Needless to say, dear reader, when it comes to “The Saga Begins”, the Force of nostalgia is strong with this one.
Yet at the time of its release, “The Saga Begins” was, if anything, almost suspiciously timely. The song came out a little over a month after the film was released, when the cultural consensus hadn’t yet devolved from “Well, this is not quite what we expected but it looks good, I guess? And the special effects at least are impressive” to “This is the greatest insult to the franchise since Star Wars Holiday Special. I demand a personalized apology from Mr. Lucas, and a refund of all the time and energy I wasted looking forward to The Phantom Menace.”
A direct line can be traced between George Lucas making The Phantom Menace and Disney buying his creations and being all, “Hey, thanks for Star Wars! We’re going to make billions! Also, we won’t be needing your services any longer. Yeah, thanks, bye! You might want to go look at some Jar Jar Binks character sketches if you’re wondering why you’re not allowed to play with Star Wars anymore."
With “The Saga Begins”, Al’s timing was perfect. He was latching onto the hottest and most lucrative thing in pop culture, something that he had a long, distinguished, happy history with already. In “The Saga Begins”, Al did something borderline miraculous. He alchemized the tin and rusted aluminum that are The Phantom Menace’s plot and characters, two of the film’s many, many, many, many, many fatal flaws into the musical and comedy gold of one of Al's best-loved and most enduring songs. It's one of the songs I'm guessing Al is happy to not have to perform during his upcoming tour.
The plot of The Phantom Menace is terrible: convoluted, overly complicated, bogged down with unnecessary subplots and characters and so difficult to follow that Lucas had to resort to one of the most rightfully mocked opening scrolls this side of Alone in the Dark just for it to have it make a lick of sense.
Yet on “The Saga Begins”, Al transforms Lucas’ leaden mythology and hopelessly clumsy plotting into a freewheeling, light on its feet adventure ditty that skips along merrily where its inspiration lumbered.
Listening to “The Saga Begins” in 2018 I found myself grateful that I was merely listening to one of my favorite musicians glide breezily through The Phantom Menace’s plot instead of having to actually watch all of the nonsense involving Midichlorians and the Federation. Al undercuts the pretension and self-seriousness of what he’s singing about by describing Lucas’ melodrama in hilariously casual language, like when he observes of film’s climax “In the end, some The Gungans died/Some ships blew up and some pilots fried/A lot of folks were croakin’/The battle droids were broken.”
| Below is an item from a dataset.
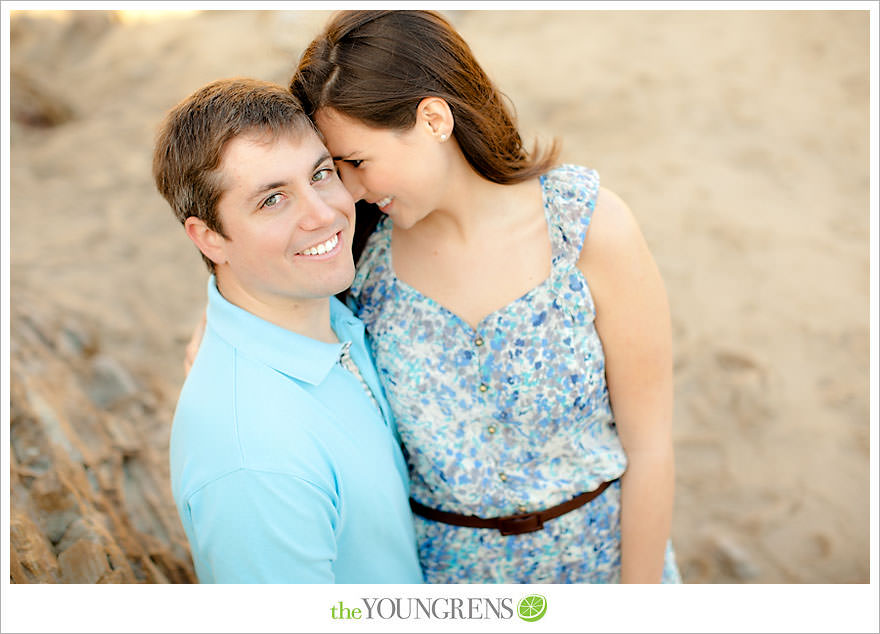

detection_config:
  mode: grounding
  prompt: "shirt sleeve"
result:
[188,469,339,583]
Al succeeded where George Lucas failed. Unlike the racist stereotype-based physical comedy of Jar Jar Binks, “The Saga Begins” genuinely made people laugh. And unlike The Phantom Menace, “The Saga Begins” ended up pleasing Star Wars fans in the short and long term. “The Saga Begins” might just be the element of The Phantom Menace that has aged the best and endured the most.
Given the importance of trilogies within the Star Wars universe and the success of his previous two geek anthems, I can’t help but wonder if Al is ever tempted to turn his Star Wars oeuvre into a proper trilogy. God knows he’s got enough new movies to work with and be inspired by, and there’d be a rapturous online audience for a new Star Wars-themed “Weird Al” Yankovic song. But as George Lucas can wearily attest, there are all kinds of dangers in revisiting past triumphs decades later.